O diretor Wes Craven sabe o que a platéia espera de seus filmes. Quer sentir medo, ficar apavorada. E medo é exatamente o que transmite seu novo filme de horror, "Pânico" -acompanhado de muito humor. É evidente que ele está se divertindo, satirizando o gênero que o tornou famoso.
"Meu estilo sempre foi uma combinação esquisita de coisas que você não espera, acompanhada de um senso de humor negro."
Wes Craven em carne e osso é o tipo de sujeito sofisticado e simpático que todos adorariam ter ao lado em um jantar. É difícil conciliar seu bom humor com o sangue e horror que leva às telas.
"As pessoas geralmente se surpreendem ao descobrir que os diretores de filmes de horror, inclusive eu, costumam ser calmos e bonzinhos. Eu normalmente não me identifico com o assassino. E sim com a pessoa que corre perigo. O que ofereço à platéia é o mesmo tipo de medo que já senti na minha vida. É por isso que ela se identifica com o que vê na tela grande."
Em "Pânico", Craven trabalha com um roteiro do novato Kevin Williamson, que gerou furor entre os grandes estúdios de Hollywood. "O roteiro era ótimo", admite Craven. "Até Oliver Stone tentou comprá-lo. Eu mesmo escrevi os roteiros de muitos dos meus filmes -mas fiquei totalmente seduzido pelo trabalho de Kevin. 'Pânico' é uma combinação brilhante de suspense e paródia."
Um dos maiores desafios que Craven enfrentou foi encontrar a máscara certa para o personagem do assassino. "O final é uma surpresa", diz ele. "Queremos que o espectador fique tentando adivinhar qual de várias pessoas pode ser o assassino. Por isso, tivemos que criar uma máscara que não revelasse nada. Foi bem mais difícil do que eu havia imaginado."

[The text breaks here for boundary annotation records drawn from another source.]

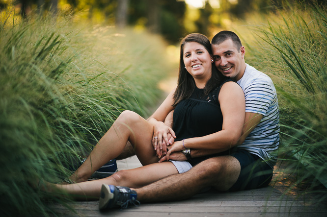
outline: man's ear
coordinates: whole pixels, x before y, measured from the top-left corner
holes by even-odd
[[[241,53],[242,53],[242,59],[244,59],[244,57],[245,56],[245,48],[244,46],[241,47]]]

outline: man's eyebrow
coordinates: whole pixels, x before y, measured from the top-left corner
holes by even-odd
[[[224,52],[222,53],[234,53],[234,51],[233,50],[228,50],[227,51]]]
[[[222,53],[223,53],[224,54],[227,53],[234,53],[234,52],[233,50],[226,50],[226,51],[223,52]],[[214,57],[216,57],[219,56],[219,55],[213,55],[213,56]]]

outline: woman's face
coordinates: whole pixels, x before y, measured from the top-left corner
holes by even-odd
[[[184,45],[183,61],[186,70],[194,80],[204,80],[211,77],[212,56],[204,47],[197,42],[187,42]]]

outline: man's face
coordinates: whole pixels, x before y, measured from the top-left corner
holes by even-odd
[[[213,44],[212,48],[217,69],[235,81],[240,80],[245,68],[244,47],[239,50],[232,40],[228,39],[218,45]]]

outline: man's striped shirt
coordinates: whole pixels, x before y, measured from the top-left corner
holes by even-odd
[[[273,167],[279,144],[279,110],[275,87],[268,75],[248,64],[237,83],[244,92],[245,112],[263,116],[244,142],[238,147],[259,156]]]

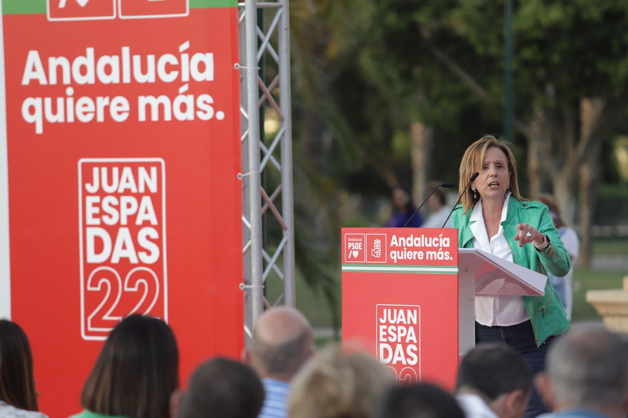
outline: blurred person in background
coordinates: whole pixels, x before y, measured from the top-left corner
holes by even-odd
[[[389,390],[378,417],[465,418],[465,414],[447,392],[432,385],[418,383]]]
[[[392,189],[392,210],[393,214],[386,223],[387,228],[401,228],[408,220],[410,219],[414,213],[416,208],[412,204],[410,193],[405,188],[398,186]],[[417,213],[412,218],[408,227],[418,228],[423,222],[423,218],[420,213]]]
[[[47,418],[38,412],[33,355],[19,325],[0,320],[0,418]]]
[[[465,189],[476,171],[479,176]],[[452,215],[458,247],[479,249],[543,275],[569,272],[569,254],[550,210],[519,193],[517,163],[507,142],[486,135],[469,146],[460,162],[458,191],[461,205]],[[533,375],[544,368],[554,336],[569,325],[549,277],[543,296],[475,296],[475,343],[512,346],[523,355]],[[533,390],[524,416],[546,412]]]
[[[426,193],[426,197],[438,185],[438,183],[433,182],[428,185],[428,192]],[[435,190],[432,195],[428,199],[426,204],[430,208],[430,213],[426,218],[425,222],[421,225],[421,227],[443,228],[443,224],[447,220],[447,223],[445,224],[445,228],[451,228],[452,220],[447,219],[447,217],[449,216],[452,208],[447,207],[447,194],[442,188],[439,187]]]
[[[331,345],[318,351],[292,382],[290,418],[371,418],[392,375],[362,353],[345,353]]]
[[[467,418],[521,418],[531,392],[530,368],[502,343],[475,347],[458,370],[456,399]]]
[[[313,353],[311,327],[302,313],[279,306],[259,316],[245,361],[264,384],[266,398],[261,418],[288,416],[290,382]]]
[[[109,334],[72,418],[168,418],[179,387],[175,335],[163,321],[131,315]]]
[[[246,365],[217,358],[198,367],[181,395],[176,418],[256,418],[264,386]],[[173,416],[172,418],[175,418]]]
[[[543,418],[624,418],[628,349],[602,324],[575,325],[553,344],[536,387],[554,413]]]
[[[567,319],[571,320],[571,312],[573,310],[573,267],[578,261],[580,254],[580,241],[578,239],[578,234],[565,223],[560,215],[560,209],[558,204],[551,195],[540,195],[537,200],[545,203],[550,208],[550,214],[554,221],[554,226],[558,230],[560,240],[565,244],[570,257],[571,259],[571,269],[564,277],[559,277],[550,274],[550,281],[552,287],[556,291],[556,294],[563,302],[565,310],[567,312]]]

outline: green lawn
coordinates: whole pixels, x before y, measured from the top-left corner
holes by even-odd
[[[590,289],[620,289],[622,279],[628,271],[616,272],[578,269],[573,272],[573,322],[602,321],[593,306],[585,301],[587,291]]]
[[[628,239],[604,238],[597,240],[593,246],[593,254],[607,255],[622,255],[628,257]]]

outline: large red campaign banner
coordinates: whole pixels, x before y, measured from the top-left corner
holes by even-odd
[[[28,335],[41,410],[79,410],[102,341],[131,313],[172,327],[182,383],[205,358],[239,355],[237,3],[2,9],[11,308],[0,316]]]
[[[342,340],[399,381],[453,389],[458,362],[458,234],[342,229]]]

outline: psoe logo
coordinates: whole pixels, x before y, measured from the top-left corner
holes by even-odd
[[[377,304],[376,309],[377,359],[399,382],[420,382],[421,306]]]
[[[363,263],[366,254],[364,233],[345,234],[345,262]]]
[[[386,234],[366,234],[366,262],[385,263],[386,255]]]

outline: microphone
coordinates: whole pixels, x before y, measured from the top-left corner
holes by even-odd
[[[471,178],[469,179],[469,182],[467,183],[466,186],[465,186],[465,190],[462,191],[462,193],[460,193],[460,197],[458,198],[458,200],[456,201],[456,204],[453,205],[453,208],[452,208],[452,212],[449,213],[449,216],[447,217],[447,218],[445,220],[445,223],[443,224],[441,228],[445,228],[445,225],[447,225],[447,221],[449,220],[449,218],[452,216],[452,213],[453,213],[453,210],[456,208],[456,206],[458,206],[459,203],[460,203],[460,199],[462,198],[462,196],[464,196],[465,192],[467,191],[467,188],[468,188],[469,185],[470,185],[474,180],[477,178],[477,176],[479,175],[480,173],[475,171],[475,173],[474,173],[473,175],[471,176]]]
[[[438,189],[439,187],[446,187],[446,188],[452,188],[453,189],[455,186],[456,186],[455,185],[452,185],[450,183],[446,183],[443,184],[443,185],[438,185],[438,186],[436,186],[436,187],[435,187],[434,190],[431,191],[431,193],[430,193],[430,195],[426,198],[425,198],[425,200],[424,200],[423,203],[421,204],[421,206],[419,206],[419,208],[414,211],[414,213],[412,214],[412,216],[410,217],[410,218],[408,220],[408,221],[405,223],[404,223],[403,226],[401,227],[402,228],[405,228],[408,225],[408,224],[410,223],[410,221],[412,220],[412,218],[414,218],[414,215],[416,215],[419,212],[419,210],[421,210],[421,208],[423,207],[423,205],[425,205],[425,202],[426,202],[428,201],[428,199],[430,198],[430,196],[432,195],[432,193],[433,193],[435,191],[436,191],[436,189]]]

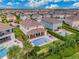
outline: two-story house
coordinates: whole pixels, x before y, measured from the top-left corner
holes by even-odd
[[[35,20],[24,20],[20,23],[20,29],[29,37],[33,39],[36,37],[41,37],[47,34],[44,27]]]
[[[62,26],[62,21],[61,20],[57,20],[56,18],[43,18],[41,20],[41,24],[49,29],[52,30],[57,30],[59,28],[61,28]]]
[[[14,41],[13,27],[0,23],[0,47],[11,47]]]

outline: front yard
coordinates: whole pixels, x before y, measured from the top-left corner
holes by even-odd
[[[22,41],[23,45],[25,46],[26,50],[29,50],[32,48],[32,45],[28,41],[28,37],[20,30],[19,27],[14,28],[15,37]]]

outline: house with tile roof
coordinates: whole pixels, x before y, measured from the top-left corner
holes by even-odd
[[[0,23],[0,47],[11,47],[14,41],[13,27]]]
[[[49,29],[57,30],[62,26],[62,21],[57,20],[56,18],[43,18],[41,20],[41,24]]]
[[[46,29],[35,20],[24,20],[20,23],[20,29],[29,37],[33,39],[36,37],[45,36],[47,34]]]
[[[72,27],[79,28],[79,15],[66,17],[64,21]]]

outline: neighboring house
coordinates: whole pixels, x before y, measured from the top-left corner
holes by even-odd
[[[1,16],[0,16],[0,22],[2,22],[2,18],[1,18]]]
[[[30,19],[30,15],[21,14],[20,19],[22,20]]]
[[[38,22],[40,22],[41,19],[42,19],[42,15],[38,15],[38,14],[32,15],[32,19],[37,20]]]
[[[49,29],[57,30],[62,26],[62,21],[57,20],[55,18],[43,18],[41,23]]]
[[[14,45],[14,41],[13,27],[0,23],[0,47],[11,47]]]
[[[66,17],[64,21],[72,27],[79,28],[79,15]]]
[[[29,37],[29,39],[45,36],[47,31],[35,20],[25,20],[20,23],[20,29]]]
[[[46,18],[46,17],[50,17],[51,18],[51,15],[50,14],[44,14],[43,18]]]
[[[16,21],[16,16],[13,14],[7,14],[6,17],[8,21],[12,21],[12,22]]]

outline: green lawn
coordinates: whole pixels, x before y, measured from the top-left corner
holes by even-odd
[[[30,50],[32,48],[31,43],[28,41],[28,37],[20,30],[19,27],[14,28],[15,37],[23,42],[25,50]]]
[[[50,56],[47,56],[45,59],[61,59],[60,55],[50,55]]]
[[[74,54],[70,57],[66,57],[66,58],[63,58],[63,59],[79,59],[79,52],[77,52],[76,54]]]

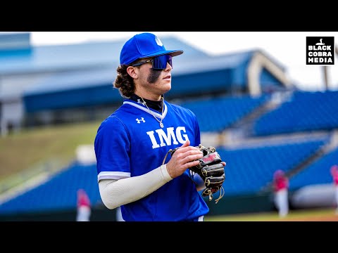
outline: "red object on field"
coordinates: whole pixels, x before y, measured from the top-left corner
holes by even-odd
[[[273,188],[275,191],[289,188],[289,179],[281,169],[278,169],[273,174]]]
[[[90,207],[90,200],[87,193],[83,189],[77,190],[77,207]]]
[[[338,186],[338,165],[334,164],[331,167],[331,176],[332,176],[333,183]]]

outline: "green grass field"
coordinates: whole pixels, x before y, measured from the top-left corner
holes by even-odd
[[[20,183],[47,167],[53,171],[66,166],[78,145],[94,145],[100,124],[37,127],[0,138],[0,186]]]
[[[277,212],[247,214],[213,216],[205,221],[338,221],[334,208],[290,210],[288,215],[280,218]]]

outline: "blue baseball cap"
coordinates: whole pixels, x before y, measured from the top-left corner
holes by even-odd
[[[137,59],[165,54],[177,56],[182,53],[182,50],[166,50],[156,35],[144,32],[134,35],[125,42],[120,54],[120,64],[129,65]]]

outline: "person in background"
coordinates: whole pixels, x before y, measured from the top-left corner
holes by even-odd
[[[275,205],[280,217],[284,217],[289,213],[289,179],[281,169],[273,174],[273,190]]]
[[[336,214],[338,215],[338,165],[331,167],[331,176],[334,186],[334,202],[336,205]]]
[[[77,190],[76,221],[89,221],[92,208],[90,200],[84,189]]]

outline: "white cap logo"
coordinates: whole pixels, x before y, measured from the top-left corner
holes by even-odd
[[[162,43],[162,41],[161,41],[160,39],[158,39],[158,37],[157,36],[155,36],[155,41],[156,41],[156,44],[160,46],[163,46],[163,44]]]

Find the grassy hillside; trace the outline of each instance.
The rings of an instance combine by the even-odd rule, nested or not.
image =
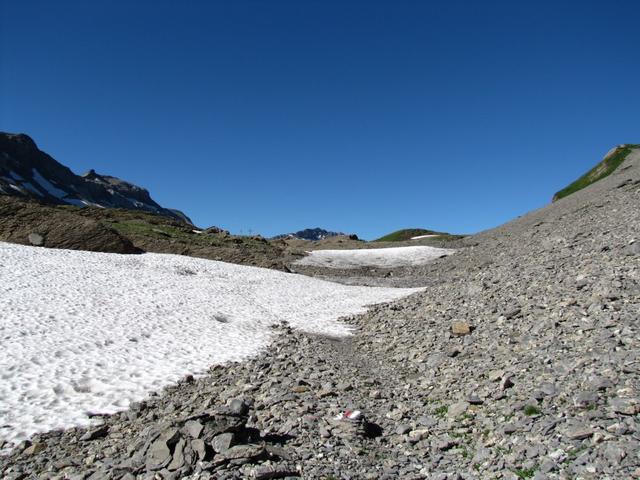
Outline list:
[[[405,228],[396,232],[380,237],[374,242],[405,242],[411,240],[413,237],[419,237],[421,235],[438,235],[443,238],[461,238],[460,235],[451,235],[444,232],[435,232],[433,230],[425,230],[424,228]]]
[[[636,148],[640,148],[640,145],[628,144],[616,147],[614,151],[604,157],[602,161],[595,167],[578,178],[575,182],[557,192],[553,196],[553,201],[555,202],[556,200],[560,200],[561,198],[571,195],[578,190],[582,190],[592,183],[597,182],[598,180],[601,180],[608,175],[611,175],[615,171],[615,169],[618,168],[622,164],[622,162],[624,162],[624,159],[627,158],[627,155],[629,155],[631,151]]]

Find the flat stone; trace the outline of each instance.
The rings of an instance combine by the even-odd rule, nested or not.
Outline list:
[[[468,402],[454,403],[453,405],[449,406],[449,409],[447,410],[447,416],[449,418],[459,417],[464,412],[466,412],[468,408],[469,408],[469,403]]]
[[[45,449],[46,445],[42,442],[33,442],[27,448],[25,448],[22,453],[24,455],[37,455]]]
[[[241,400],[239,398],[235,398],[231,400],[231,403],[229,404],[229,408],[231,412],[234,413],[235,415],[242,416],[249,413],[249,405],[247,405],[244,400]]]
[[[587,408],[598,402],[598,394],[595,392],[581,392],[573,397],[573,404],[578,408]]]
[[[471,325],[466,322],[453,322],[451,333],[454,335],[468,335],[471,333]]]
[[[264,455],[265,449],[261,445],[236,445],[219,454],[225,460],[237,460],[240,458],[256,458]],[[218,456],[218,455],[216,455]]]
[[[593,430],[590,428],[576,428],[569,430],[566,434],[567,438],[571,440],[585,440],[593,435]]]
[[[426,428],[417,428],[409,432],[409,440],[412,442],[419,442],[429,436],[429,430]]]
[[[191,441],[191,450],[198,455],[198,460],[202,461],[207,457],[207,446],[204,440],[197,438]]]
[[[409,433],[411,431],[411,427],[409,425],[398,425],[396,427],[396,434],[397,435],[406,435],[407,433]]]
[[[98,438],[106,437],[109,433],[109,427],[107,425],[101,425],[97,428],[92,428],[80,437],[83,442],[96,440]]]
[[[204,429],[204,425],[197,420],[189,420],[185,423],[184,429],[191,438],[199,438],[202,430]]]
[[[223,453],[229,450],[235,441],[235,434],[232,432],[216,435],[211,440],[211,447],[216,453]]]
[[[609,405],[616,413],[622,415],[635,415],[640,413],[640,402],[635,398],[612,398]]]
[[[167,466],[168,470],[178,470],[182,468],[184,465],[184,446],[186,441],[181,438],[173,451],[173,458],[171,459],[171,463]]]
[[[41,247],[44,245],[44,237],[39,233],[30,233],[28,239],[29,243],[34,247]]]

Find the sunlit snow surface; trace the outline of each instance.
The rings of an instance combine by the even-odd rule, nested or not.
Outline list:
[[[0,438],[89,423],[214,363],[267,346],[282,320],[338,317],[416,289],[353,287],[178,255],[0,243]]]
[[[361,250],[314,250],[297,260],[298,265],[325,268],[406,267],[422,265],[454,250],[435,247],[392,247]]]

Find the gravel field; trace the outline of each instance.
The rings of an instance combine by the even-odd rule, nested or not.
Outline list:
[[[640,478],[640,152],[611,176],[416,267],[317,275],[426,286],[287,326],[101,426],[42,434],[4,478]],[[346,411],[352,420],[338,420]]]

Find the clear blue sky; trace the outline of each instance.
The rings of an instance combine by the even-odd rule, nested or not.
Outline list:
[[[640,142],[634,0],[0,2],[0,129],[201,226],[475,232]]]

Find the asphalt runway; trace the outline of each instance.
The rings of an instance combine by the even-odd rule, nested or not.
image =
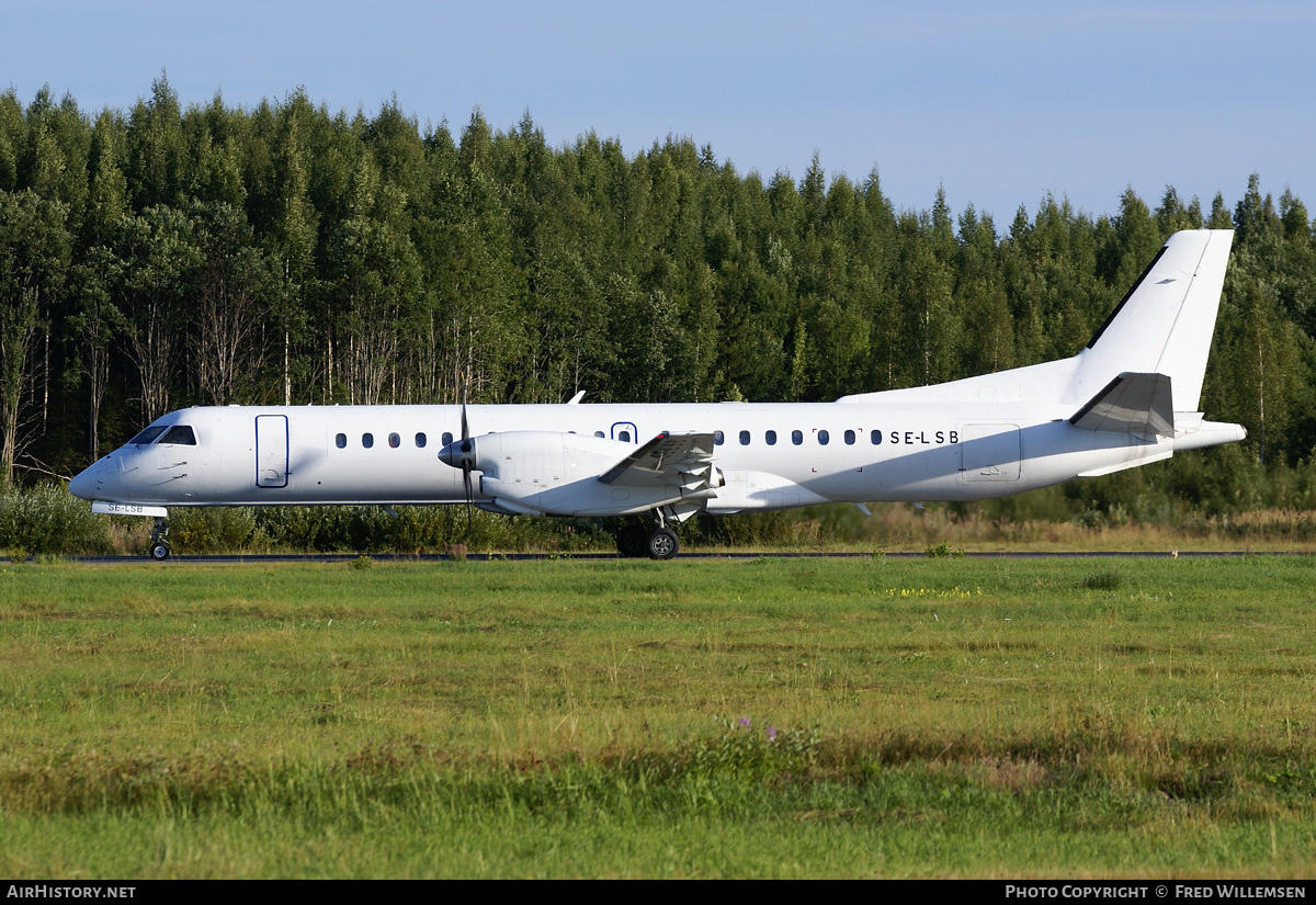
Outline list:
[[[191,564],[220,564],[220,563],[249,563],[253,566],[262,563],[349,563],[361,558],[357,552],[324,552],[324,554],[216,554],[216,555],[188,555],[175,554],[164,563],[191,563]],[[449,554],[365,554],[376,563],[432,563],[453,559]],[[1071,550],[1071,551],[1041,551],[1041,550],[991,550],[980,552],[963,552],[965,559],[1182,559],[1203,558],[1237,558],[1237,556],[1309,556],[1309,552],[1294,552],[1283,550],[1180,550],[1170,552],[1167,550]],[[682,559],[930,559],[926,554],[907,552],[819,552],[808,550],[780,551],[780,552],[682,552],[676,556]],[[472,562],[496,560],[537,560],[537,559],[621,559],[615,552],[472,552],[466,559]],[[29,562],[33,562],[29,559]],[[126,563],[157,564],[145,554],[141,556],[68,556],[62,562],[74,562],[96,566],[113,566]]]

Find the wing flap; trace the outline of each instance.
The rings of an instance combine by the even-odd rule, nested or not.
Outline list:
[[[1125,372],[1070,418],[1083,430],[1174,437],[1174,396],[1165,374]]]
[[[616,487],[700,489],[712,485],[712,434],[672,434],[665,430],[599,475],[599,480]]]

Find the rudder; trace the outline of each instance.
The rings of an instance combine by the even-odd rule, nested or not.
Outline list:
[[[1175,233],[1079,354],[1079,392],[1125,372],[1173,379],[1175,412],[1196,412],[1220,309],[1230,229]]]

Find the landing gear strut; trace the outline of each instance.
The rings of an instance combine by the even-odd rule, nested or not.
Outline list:
[[[168,520],[157,518],[155,525],[151,527],[151,559],[158,563],[163,563],[168,559],[170,546],[168,546]]]
[[[676,533],[662,521],[653,529],[632,522],[617,531],[617,552],[626,558],[671,559],[678,550]]]

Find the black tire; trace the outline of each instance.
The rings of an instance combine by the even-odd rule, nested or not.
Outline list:
[[[671,559],[680,550],[680,541],[676,539],[676,533],[670,527],[659,527],[649,534],[645,546],[649,559]]]
[[[617,552],[622,556],[647,556],[649,531],[642,525],[626,525],[617,531]]]

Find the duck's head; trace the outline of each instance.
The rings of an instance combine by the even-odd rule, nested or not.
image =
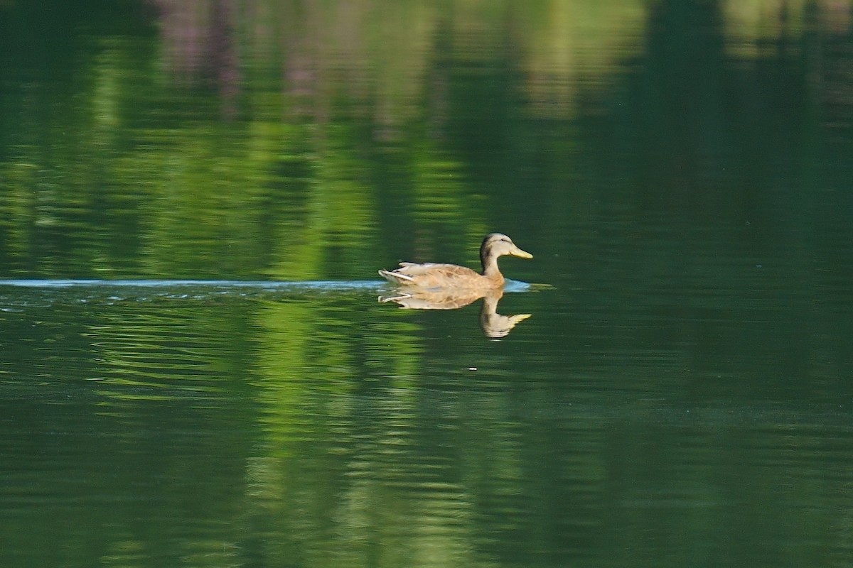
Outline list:
[[[512,255],[513,256],[519,256],[521,258],[533,258],[533,255],[515,246],[513,239],[507,235],[500,232],[492,232],[486,235],[485,238],[483,239],[483,244],[480,245],[480,261],[483,262],[483,266],[486,266],[489,260],[496,259],[504,255]]]

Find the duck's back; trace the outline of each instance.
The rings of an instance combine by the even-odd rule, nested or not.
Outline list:
[[[380,270],[380,274],[395,284],[422,288],[489,288],[495,285],[482,274],[456,264],[400,262],[397,270]]]

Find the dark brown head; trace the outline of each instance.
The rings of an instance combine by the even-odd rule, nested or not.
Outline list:
[[[483,268],[485,269],[498,256],[504,255],[512,255],[520,258],[533,258],[533,255],[515,246],[513,240],[507,235],[500,232],[486,235],[485,238],[483,239],[483,244],[480,245],[480,262],[483,263]]]

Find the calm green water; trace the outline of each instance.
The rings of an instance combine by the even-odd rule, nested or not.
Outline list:
[[[851,14],[0,2],[0,565],[850,565]]]

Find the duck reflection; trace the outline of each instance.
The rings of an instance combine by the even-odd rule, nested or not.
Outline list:
[[[394,302],[409,310],[456,310],[480,298],[479,324],[490,339],[505,337],[517,324],[531,317],[530,313],[504,316],[497,313],[497,303],[503,290],[419,290],[407,288],[395,290],[392,295],[380,295],[380,302]]]

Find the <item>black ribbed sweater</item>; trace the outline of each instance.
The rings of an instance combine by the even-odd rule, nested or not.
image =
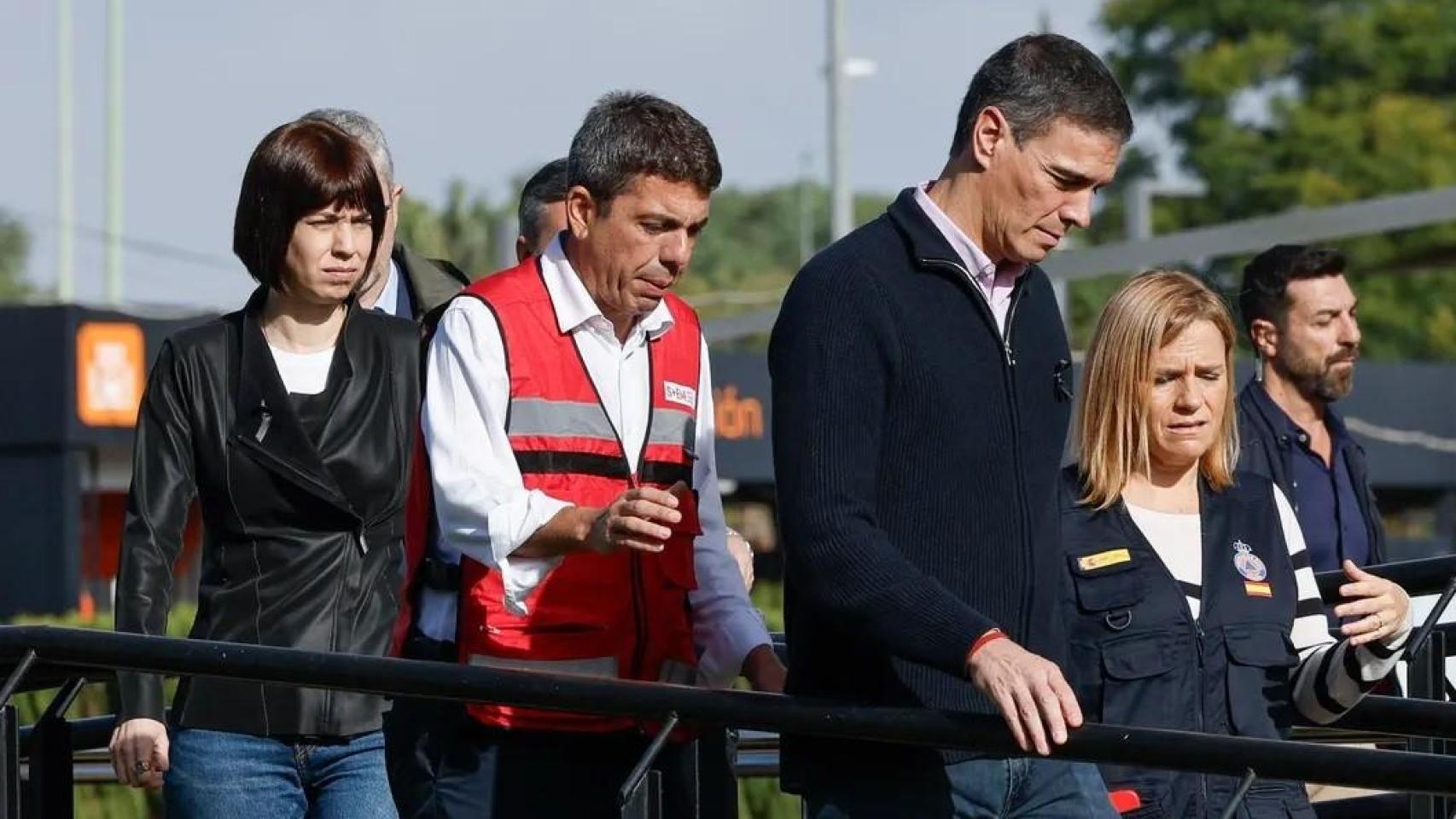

Quando Craven concordou em dirigir "Pânico", o projeto já contava com uma estrela -Drew Barrymore, que faz a primeira vítima do serial killer no assustador início do filme. "Durante as filmagens, Drew precisou de muitos abraços. Ela é uma pessoa muito física e quer ter a certeza de que você aprecia o trabalho dela."
Indagado sobre como ele é como diretor, Craven pára para refletir. Finalmente, responde:
"No set, acho que sou como uma espécie de pai doidão, mas que dá apoio. Gosto de me divertir. Faço piadinhas totalmente sem graça e as pessoas reagem com caretas. Aconteceu que eu sei que os atores expõem muito de sua vulnerabilidade diante da câmera. Durante o resto do tempo, quero deixar o ambiente em torno deles o mais seguro e divertido possível. Procuro deixar todo mundo relaxado, apesar de estarmos fazendo um filme de horror."
O que o assusta? Craven sorri diante da pergunta. "Não é nada misterioso", responde.
"Houve uma época em que estudei com um professor de filosofia oriental. Ele me disse: 'Uma das primeiras leis da existência é que a única coisa que você possui é seu próprio corpo. Essa é a verdade primordial.'
Isso, para mim, é muito assustador. Existimos dentro de um invólucro que é muito vulnerável a doenças e agressões externas. Meus filmes -aliás, os filmes de horror- tratam daquele medo primitivo, da necessidade de preservar nossos corpos contra a agressão de força desconhecida."
"Em segundo lugar", continua, "você tem que tratar de outra questão: em quem você pode confiar? Será que você realmente conhece as pessoas próximas a você? Sabe do que elas são capazes?"
"É com esse tipo de medo que eu, pessoalmente, já tive que me confrontar. Passei minha infância em bairros pobres e sei o que é ser ameaçado. Quando eu era criança e meus pais brigavam, eu tinha pesadelos. Morria de medo de dormir, porque não sabia o que estaria acontecendo à minha volta quando acordasse. Já vivi tantos temores em minha vida que sei bem como funciona o medo", diz Craven.
Agora, depois de infundir o medo em clássicos do horror como "A Hora do Pesadelo", Craven admite que hoje, na casa dos 50 anos, está à procura de um novo rumo em sua carreira.
"Tenho sentimentos mistos em relação ao meu sucesso nos filmes de horror", admite. "Eu adoraria fazer algo diferente."